Posted in: Computational Science, Historical Perspectives, Language & Communication, Mathematics


  1. Surprised that there was nothing about compiling functional languages to combinators: all the news “traditional” combinators coming out of that, plus supercombinators and categorical combinators too. Conclusion: it should have been longer!

  2. Thanks for writing this. I don’t think combinators get enough attention in the CS community!
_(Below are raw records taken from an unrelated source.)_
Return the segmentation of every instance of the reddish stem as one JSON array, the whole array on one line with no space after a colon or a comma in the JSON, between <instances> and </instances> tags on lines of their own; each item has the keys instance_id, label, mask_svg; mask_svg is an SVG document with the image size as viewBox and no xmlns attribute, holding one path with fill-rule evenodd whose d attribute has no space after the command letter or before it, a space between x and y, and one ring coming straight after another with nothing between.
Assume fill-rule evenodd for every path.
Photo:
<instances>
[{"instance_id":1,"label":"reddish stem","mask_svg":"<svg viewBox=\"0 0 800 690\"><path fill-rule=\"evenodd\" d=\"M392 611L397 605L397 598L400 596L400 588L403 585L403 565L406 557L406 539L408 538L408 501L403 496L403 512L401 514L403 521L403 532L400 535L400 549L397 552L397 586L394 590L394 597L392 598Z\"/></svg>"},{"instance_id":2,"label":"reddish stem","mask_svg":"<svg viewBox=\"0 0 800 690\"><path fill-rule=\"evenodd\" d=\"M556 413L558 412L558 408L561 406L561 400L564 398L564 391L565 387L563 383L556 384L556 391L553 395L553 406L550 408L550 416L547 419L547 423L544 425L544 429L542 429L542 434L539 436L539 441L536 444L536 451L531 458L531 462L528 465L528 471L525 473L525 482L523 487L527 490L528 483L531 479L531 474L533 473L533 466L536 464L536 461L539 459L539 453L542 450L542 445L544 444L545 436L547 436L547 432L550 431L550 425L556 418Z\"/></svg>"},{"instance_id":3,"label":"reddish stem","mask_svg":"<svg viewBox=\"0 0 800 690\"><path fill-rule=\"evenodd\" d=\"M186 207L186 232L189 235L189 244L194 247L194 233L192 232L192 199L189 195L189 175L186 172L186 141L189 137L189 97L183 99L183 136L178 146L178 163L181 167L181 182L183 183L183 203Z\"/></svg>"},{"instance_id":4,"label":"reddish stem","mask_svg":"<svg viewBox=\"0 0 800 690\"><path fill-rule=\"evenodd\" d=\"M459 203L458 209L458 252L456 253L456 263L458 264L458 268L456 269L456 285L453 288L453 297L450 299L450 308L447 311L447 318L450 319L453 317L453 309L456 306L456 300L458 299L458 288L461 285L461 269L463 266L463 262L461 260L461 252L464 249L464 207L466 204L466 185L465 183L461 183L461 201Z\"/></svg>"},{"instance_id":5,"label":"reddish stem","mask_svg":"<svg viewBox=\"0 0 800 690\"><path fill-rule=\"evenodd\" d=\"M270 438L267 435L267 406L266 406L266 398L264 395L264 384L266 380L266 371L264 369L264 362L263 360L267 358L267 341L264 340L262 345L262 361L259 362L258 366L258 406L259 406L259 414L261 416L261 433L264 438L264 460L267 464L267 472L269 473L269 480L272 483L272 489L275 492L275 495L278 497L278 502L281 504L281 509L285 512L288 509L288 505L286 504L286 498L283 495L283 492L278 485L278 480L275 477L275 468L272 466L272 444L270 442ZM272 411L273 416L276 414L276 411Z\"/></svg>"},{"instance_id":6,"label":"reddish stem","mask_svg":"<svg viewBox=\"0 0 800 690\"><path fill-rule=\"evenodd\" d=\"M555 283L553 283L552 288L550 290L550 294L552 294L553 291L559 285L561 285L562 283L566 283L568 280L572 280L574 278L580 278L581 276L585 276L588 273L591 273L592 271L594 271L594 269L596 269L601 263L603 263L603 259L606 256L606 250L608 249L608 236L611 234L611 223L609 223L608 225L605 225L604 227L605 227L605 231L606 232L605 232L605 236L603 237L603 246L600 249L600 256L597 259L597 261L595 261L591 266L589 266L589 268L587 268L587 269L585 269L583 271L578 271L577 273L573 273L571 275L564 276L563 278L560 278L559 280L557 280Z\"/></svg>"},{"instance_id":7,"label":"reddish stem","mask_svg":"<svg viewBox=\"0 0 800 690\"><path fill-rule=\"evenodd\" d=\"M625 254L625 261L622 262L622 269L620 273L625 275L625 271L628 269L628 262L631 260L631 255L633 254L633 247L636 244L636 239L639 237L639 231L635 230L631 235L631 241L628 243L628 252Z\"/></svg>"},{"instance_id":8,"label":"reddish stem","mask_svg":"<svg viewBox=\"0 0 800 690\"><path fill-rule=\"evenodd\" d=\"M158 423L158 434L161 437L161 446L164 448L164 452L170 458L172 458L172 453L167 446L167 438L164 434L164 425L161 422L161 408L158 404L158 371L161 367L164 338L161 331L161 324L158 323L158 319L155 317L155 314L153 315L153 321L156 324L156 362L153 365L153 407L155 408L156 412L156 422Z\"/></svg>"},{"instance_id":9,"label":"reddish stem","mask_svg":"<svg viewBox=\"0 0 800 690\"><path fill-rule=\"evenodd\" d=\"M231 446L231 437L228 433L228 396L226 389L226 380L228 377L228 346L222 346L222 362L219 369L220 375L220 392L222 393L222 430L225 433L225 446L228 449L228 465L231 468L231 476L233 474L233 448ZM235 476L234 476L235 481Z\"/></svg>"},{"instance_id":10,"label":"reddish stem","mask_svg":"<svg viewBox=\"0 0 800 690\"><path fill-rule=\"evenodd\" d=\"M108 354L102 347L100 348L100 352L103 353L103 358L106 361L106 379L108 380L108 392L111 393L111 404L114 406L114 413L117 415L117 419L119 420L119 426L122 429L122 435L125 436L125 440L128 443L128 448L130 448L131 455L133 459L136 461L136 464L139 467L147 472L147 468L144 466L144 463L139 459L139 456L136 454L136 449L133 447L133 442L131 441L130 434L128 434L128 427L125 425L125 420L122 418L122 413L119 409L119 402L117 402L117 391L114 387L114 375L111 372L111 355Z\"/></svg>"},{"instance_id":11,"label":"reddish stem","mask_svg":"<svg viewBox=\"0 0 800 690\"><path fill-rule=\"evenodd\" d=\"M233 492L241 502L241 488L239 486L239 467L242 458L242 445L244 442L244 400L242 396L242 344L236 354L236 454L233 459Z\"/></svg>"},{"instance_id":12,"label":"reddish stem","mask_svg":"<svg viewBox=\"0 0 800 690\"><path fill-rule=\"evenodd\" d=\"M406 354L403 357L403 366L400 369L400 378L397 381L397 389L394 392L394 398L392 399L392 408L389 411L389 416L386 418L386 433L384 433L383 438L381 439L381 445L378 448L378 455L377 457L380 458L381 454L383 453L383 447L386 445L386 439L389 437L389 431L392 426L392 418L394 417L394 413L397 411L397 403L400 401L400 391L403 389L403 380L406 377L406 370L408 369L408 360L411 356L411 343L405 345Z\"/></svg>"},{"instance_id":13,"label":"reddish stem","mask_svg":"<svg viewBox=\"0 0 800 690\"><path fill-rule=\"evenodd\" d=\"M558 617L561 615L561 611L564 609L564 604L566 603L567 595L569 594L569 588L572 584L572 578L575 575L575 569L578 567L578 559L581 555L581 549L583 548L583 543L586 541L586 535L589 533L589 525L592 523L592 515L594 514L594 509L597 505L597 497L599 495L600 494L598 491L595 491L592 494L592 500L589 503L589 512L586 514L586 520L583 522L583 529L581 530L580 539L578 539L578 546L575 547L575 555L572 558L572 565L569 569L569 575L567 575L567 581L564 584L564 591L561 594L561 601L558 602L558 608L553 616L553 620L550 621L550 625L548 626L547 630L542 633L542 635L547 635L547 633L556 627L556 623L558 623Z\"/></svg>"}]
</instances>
    One thing you didn’t spend a lot of time on was that, as well as being interesting in theory, Schöenfinkel’s combinators have proved useful in practice. In 1979, David Turner used them to implementation the functional language SASL. Simon Peyton Jones’s book “The Implementation of Functional Programming Languages” covers Turner’s approach (which is basically to translate lambda calculus into combinatory logic) and also provides more history of how this approach was used by the language implementation community. (The book is out of print, but available free on-line, and the chapter on S-K combinators is absolutely worth reading.)

    Continuing the thread of practical usefulness, I used them in my paper “Functional Genetic Programming and Exhaustive. Program Search with Combinator Expressions”, which basically showed that it is much easier to automatically generate programs if you don’t have to worry about variables (and machines don’t care whether a large combinator expression is hard for humans to read or not).
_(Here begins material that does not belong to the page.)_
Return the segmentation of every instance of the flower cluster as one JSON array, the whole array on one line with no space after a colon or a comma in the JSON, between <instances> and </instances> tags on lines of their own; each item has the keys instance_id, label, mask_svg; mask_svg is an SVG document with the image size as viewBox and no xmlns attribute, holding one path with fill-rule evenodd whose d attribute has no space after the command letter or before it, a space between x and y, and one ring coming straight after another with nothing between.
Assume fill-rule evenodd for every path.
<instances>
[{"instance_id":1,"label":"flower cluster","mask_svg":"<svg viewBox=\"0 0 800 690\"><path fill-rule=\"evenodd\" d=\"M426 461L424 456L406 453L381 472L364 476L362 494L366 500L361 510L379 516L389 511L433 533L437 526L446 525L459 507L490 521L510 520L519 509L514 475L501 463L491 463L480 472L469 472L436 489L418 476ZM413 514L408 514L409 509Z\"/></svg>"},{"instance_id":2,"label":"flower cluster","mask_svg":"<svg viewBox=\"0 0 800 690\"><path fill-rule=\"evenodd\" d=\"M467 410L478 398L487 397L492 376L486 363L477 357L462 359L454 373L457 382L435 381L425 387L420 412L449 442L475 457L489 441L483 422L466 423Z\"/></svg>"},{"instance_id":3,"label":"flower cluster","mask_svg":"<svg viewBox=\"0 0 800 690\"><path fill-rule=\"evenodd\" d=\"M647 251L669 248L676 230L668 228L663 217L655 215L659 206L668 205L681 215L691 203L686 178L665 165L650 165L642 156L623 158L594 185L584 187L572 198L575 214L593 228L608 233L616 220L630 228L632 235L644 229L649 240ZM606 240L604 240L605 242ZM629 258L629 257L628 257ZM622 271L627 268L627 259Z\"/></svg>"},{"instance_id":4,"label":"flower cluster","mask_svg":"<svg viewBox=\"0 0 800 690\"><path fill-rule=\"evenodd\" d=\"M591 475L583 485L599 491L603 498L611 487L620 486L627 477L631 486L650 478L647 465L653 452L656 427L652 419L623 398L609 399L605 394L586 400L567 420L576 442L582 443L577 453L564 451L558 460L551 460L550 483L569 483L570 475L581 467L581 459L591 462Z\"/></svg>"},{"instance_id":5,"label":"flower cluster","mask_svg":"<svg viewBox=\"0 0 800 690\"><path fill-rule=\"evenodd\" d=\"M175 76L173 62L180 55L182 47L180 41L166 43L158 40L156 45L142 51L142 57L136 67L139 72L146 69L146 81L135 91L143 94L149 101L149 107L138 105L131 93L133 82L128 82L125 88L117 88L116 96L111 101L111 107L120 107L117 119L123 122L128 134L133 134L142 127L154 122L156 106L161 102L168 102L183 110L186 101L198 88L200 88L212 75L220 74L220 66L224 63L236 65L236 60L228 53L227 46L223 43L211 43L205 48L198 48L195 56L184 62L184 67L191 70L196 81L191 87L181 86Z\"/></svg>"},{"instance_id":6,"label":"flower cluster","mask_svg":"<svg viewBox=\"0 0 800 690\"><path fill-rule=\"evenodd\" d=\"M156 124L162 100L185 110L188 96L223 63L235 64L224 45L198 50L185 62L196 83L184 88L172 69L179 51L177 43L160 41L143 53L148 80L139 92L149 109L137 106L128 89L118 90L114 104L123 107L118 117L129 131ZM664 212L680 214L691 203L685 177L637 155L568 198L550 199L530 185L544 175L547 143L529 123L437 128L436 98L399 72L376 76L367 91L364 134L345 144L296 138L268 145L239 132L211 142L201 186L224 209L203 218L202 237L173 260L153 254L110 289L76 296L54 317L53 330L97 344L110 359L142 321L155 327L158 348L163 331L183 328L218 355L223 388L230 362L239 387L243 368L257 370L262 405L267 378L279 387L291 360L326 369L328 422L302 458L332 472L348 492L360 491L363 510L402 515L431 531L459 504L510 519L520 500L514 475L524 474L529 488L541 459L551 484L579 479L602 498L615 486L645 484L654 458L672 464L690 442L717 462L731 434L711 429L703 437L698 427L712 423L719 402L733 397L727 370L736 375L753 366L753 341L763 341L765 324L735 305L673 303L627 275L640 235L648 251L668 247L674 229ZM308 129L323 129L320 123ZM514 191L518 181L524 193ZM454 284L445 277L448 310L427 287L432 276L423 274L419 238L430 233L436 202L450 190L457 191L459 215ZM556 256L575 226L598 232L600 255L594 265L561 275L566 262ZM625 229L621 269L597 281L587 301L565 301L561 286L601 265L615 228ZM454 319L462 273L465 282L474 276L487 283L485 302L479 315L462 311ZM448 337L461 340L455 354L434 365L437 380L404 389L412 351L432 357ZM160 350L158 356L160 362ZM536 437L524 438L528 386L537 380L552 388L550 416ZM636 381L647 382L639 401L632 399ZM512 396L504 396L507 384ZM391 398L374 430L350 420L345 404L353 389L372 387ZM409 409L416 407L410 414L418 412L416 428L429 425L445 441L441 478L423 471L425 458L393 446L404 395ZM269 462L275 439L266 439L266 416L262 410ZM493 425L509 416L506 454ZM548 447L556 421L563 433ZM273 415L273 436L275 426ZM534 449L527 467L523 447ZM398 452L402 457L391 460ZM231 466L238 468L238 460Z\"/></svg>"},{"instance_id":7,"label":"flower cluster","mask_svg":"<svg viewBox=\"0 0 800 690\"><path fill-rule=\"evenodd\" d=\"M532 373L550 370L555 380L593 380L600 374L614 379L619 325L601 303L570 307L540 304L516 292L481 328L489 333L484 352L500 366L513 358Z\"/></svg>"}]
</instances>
    More recently, as an homage to such a foundational idea in computer science, and also to the 1980s computer that gave me my own start (the 16K Sinclair ZX Spectrum from 1982), I wrote a simple interactive S-K combinator program system that could run that old 8-bit micro ( A bit silly perhaps, but fun.

    Finally, anyone interested in these matters should check out John Tromp’s
    “Lambda Calculus and Combinatory Logic Playground” on-line (, which has lots of thoughts about minimal computational systems.

  3. Is the quest for beauty preventing proper exploration of the combinator space? The composition of shortest combinators very quickly becomes an unintelligible mess. “Large” combinators (beyond what one could write by hand) could embed meta-information that when composed maintain an alternative narrative without impacting the result of the computation.

    Imagine you had a S and K that can self-annotate their own reduction graph when composed, called xS and xK, and some additional “inspection” combinators which let you blend some combination of the underlying computation and the accompanying meta-information, say combinator xX simply deletes the meta-information, such that S = xX xS.

    Then, I = SCC, but xI =!= xS xC xC due to different meta-information, however xX xI = xX xS xC xC.

    This example of self-annotation is silly and possibly wrong, I’m just trying to illustrate the idea. Ideally, you’d want the meta-information payload to maintain something humans can utilize while still benefiting from the fearless “tangling” that combinators provide.

    For example, the meta-information could be used to “untangle” InverseF(F(x)).

  4. I have always been interested in computational science … I believe research on quantum methods will have new influences for future computing …

  5. The most fascinating combinator is S, I never thought about it could be called “fusion”, still it was just like Monads, or CPS, or NP problems, you must compute something first then you can chain it to continue.
    I’m also wondering does it is related to Deep Learning, there must always compute first to get loss, then you can know which gradient are best.